La sindrome di Menière, più che una vera e propria patologia è un insieme di sintomi che comportano attacchi acufeni (e cioè fischi e ronzii ricorrenti in una o entrambe le orecchie), sordità, nausea, vomito, vertigini e/o una sensazione di pressione aumentata all’interno dell’orecchio. La sindrome di Menière, deriva, infatti, da un aumento della pressione dei fluidi contenuti nell’orecchio interno a livello del labirinto auricolare. Oltre ai sintomi sovraelencati si possono inoltre associare nistagmo (movimenti involontari e ritmici degli occhi), sudorazione. I sintomi propri della sindrome di Menière si presentano generalmente come “crisi” episodiche, con una durata che può variare da pochi minuti fino a più di 24 ore, e possono esacerbarsi con il movimento che quindi andrebbe ridotto al minimo. La sindrome si presenta generalmente negli adulti con età maggiore di quarantacinque anni.
La malattia di Menière nella maggior parte dei casi colpisce un orecchio solo per poi estendersi anche al controlaterale in una percentuale che, in alcuni studi, può arrivare fino a più del 70% dei casi.
Alcuni pazienti possono perdere la capacità di svolgere le normali attività lavorative e sviluppare una forte disabilità. Tuttavia, una percentuale di pazienti superiore al 60% tende a guarire con il tempo, spesso indipendentemente dai presidi medici attuati.
La malattia non ha ancora una causa ben individuata. Alcune delle ipotesi più accreditate affermano che, a parte l’aumento della pressione nel canale vestibolare nell’orecchio interno (responsabile del senso di equilibrio), infezioni delle alte vie respiratorie, traumi del cranio e infezioni dell’orecchio interno possono favorirne l’insorgenza.
La diagnosi si basa principalmente dai sintomi che il paziente presenta. Può tuttavia essere indicato eseguire un esame audiometrico, un esame di Risonanza magnetica oltre che una visita neurologica accurata. Di sicuro solo lo studio autoptico con valutazione dell’orecchio medio a cranio aperto può diagnosticare con assoluta certezza la presenza della Sindrome di Menière.
Fino a pochi anni fa il trattamento principale per la sindrome di Menière era a base di presidi farmacologici atti a ridurre la pressione del fluido contenuto nel labirinto membranoso a livello dell’orecchio interno. I farmaci principalmente utilizzati a tale scopo risultavano essere antistaminici e steroidi. In alternativa potevano essere utilizzati anche i diuretici. Per ridurre significativamente la sintomatologia associata alla sindrome di Menière come per esempio la nausea e le vertigini venivano comunemente usati rispettivamente farmaci come la Metoclopramide (via intramuscolo) e le benzodiazepine.
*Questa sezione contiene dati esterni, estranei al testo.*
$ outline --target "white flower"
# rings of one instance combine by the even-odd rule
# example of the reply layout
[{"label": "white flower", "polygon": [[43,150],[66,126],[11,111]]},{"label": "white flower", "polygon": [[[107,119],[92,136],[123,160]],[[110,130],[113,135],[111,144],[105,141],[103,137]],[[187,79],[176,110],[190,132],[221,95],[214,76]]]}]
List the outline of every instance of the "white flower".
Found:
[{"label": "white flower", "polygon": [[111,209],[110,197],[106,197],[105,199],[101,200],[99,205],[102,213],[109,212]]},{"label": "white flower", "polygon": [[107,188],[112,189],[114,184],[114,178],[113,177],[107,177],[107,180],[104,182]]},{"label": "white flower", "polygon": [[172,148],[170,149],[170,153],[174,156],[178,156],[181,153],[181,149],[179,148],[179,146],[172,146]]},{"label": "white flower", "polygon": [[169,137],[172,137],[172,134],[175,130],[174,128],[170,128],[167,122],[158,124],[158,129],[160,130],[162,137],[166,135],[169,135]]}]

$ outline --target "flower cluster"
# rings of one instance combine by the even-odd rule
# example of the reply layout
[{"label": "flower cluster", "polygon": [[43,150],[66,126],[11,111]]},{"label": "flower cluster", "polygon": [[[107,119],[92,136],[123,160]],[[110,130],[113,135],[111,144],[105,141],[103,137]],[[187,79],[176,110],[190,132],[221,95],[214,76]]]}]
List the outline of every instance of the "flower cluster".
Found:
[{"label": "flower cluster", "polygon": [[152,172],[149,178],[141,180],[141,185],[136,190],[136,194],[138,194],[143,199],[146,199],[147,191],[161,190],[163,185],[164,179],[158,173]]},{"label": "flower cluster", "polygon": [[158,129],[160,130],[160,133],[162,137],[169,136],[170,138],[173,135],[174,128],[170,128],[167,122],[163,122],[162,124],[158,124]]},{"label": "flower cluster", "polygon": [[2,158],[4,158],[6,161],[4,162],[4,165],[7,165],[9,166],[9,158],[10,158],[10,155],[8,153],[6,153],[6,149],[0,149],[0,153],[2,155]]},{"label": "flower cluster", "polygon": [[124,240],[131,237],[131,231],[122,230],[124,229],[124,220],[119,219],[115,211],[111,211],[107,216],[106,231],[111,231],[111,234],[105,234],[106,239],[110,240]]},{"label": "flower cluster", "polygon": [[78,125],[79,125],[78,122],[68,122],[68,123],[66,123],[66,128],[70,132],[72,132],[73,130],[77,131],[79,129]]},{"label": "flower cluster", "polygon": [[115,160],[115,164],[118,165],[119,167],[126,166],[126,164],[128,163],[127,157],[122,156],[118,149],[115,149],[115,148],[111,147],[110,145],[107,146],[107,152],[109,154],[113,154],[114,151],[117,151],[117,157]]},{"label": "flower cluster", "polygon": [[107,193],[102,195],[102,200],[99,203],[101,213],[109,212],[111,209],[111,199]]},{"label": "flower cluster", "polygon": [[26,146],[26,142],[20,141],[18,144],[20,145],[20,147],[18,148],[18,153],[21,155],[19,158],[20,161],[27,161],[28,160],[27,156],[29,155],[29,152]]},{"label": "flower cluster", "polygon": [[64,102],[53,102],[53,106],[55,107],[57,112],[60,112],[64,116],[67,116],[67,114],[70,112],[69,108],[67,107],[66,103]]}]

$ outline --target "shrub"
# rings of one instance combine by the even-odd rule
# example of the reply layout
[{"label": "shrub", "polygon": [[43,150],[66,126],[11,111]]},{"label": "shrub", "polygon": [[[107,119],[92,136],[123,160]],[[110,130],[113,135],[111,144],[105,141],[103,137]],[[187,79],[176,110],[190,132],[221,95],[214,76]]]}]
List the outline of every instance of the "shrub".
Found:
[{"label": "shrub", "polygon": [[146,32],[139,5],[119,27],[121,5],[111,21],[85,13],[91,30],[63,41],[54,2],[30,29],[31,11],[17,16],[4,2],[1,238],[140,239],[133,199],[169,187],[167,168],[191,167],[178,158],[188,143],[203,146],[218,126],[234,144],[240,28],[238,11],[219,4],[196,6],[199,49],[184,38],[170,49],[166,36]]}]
In alcuni pazienti l’utilizzo di antibiotici, in particolare la gentomicina iniettata direttamente all’interno dell’orecchio interno hanno mostrato una buona risposta grazie alla destabilizzazione delle cellule ciliate e la riduzione dell’impulso al nervo vestibolare con conseguente diminuzione della sensibilità all’idrope e all’aumento di pressione.
In caso di vertigini molto marcate con severa difficoltà a condurre una vita di relazione per il paziente l’intervento chirurgico risultava l’unico procedimento possibile. La neurectomia vestibolare ha una durata media di 4-5 ore e consiste nell’interrompere la connessione del nervo vestibolare con il sistema cerebrale. L’operazione non è scevra da rischi, anzi; veniva infatti presa in considerazione solo in casi molto severi dove ogni altro tentativo non era andato a buon fine.
La sindrome di Menière non è ancora entrata a far parte delle patologie invalidanti. Tuttavia i suoi sintomi sono riconosciuti come tali.
Alcuni studi hanno inequivocabilmente dimostrato che taluni pazienti mostrano una progressiva diminuzione performance cognitiva. Le capacità intellettive generali rimangono sostanzialmente inalterate, ma risulta evidente che una malattia di lunga può condurre anche ad un calo di prestazioni in generale.